NKF’s proposal to address CKD within the Medicare system hinges on five recommendations from NKF to the Senate Finance Committee. These recommendations direct the Secretary of Health and Human Services (HHS) to:
  1. Work with organizations and health care practitioners to develop a bundled payment model that links Medicare reimbursement to quality measurements of improvements in early detection and management CKD for primary care practitioners.

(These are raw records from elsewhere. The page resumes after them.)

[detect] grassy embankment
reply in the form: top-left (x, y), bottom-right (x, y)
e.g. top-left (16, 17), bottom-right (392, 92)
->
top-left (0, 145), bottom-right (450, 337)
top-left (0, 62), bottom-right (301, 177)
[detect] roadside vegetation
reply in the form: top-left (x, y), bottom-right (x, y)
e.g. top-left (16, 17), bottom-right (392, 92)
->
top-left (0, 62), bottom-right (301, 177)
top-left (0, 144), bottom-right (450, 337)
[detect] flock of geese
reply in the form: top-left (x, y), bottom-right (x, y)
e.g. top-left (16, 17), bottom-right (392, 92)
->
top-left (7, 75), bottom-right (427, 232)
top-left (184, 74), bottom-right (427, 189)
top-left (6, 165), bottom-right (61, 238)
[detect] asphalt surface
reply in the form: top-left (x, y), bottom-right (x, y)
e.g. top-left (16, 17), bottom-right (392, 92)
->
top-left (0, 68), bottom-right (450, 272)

    1. Incorporate testing for CKD in those at risk, using a urine albumin to creatinine ratio and a serum creatinine to estimate kidney function into the recently announced Million Hearts: Cardiovascular Disease Risk Reduction Model. These tests have been shown to independently improve prediction of cardiovascular disease in general and particularly heart failure and death from heart attack and stroke.
    1. Work with experts in evidence-based clinical practice guidelines to develop a capitated payment model for nephrologists for the management of CKD stage 4 patients and to identify and/or develop quality metrics that can be tied to the nephrologist’s reimbursement.
    2. Pilot a Medicare payment model for co-management of patients with advanced CKD, who do not have ESRD. The greatest potential for significant cost savings are achieved when a PCP and nephrologist co-manage patients with advanced CKD (stage 4). Such a payment model could facilitate best practices and shared savings to the PCP, nephrologist, and the government.
    3. To remove barriers, beneficiary copayments and coinsurance for services related to CKD management should be waived or reduced. Services such as medical nutrition therapy and kidney disease education services should also be more broadly available as an option through telehealth.
    NKF’s proposal is unique in that there are currently no alternative payment models to address CKD and incentivize early detection of CKD. Some private providers do offer programs to prevent patients from developing kidney failure, but these programs are usually reserved for late-stage kidney patients.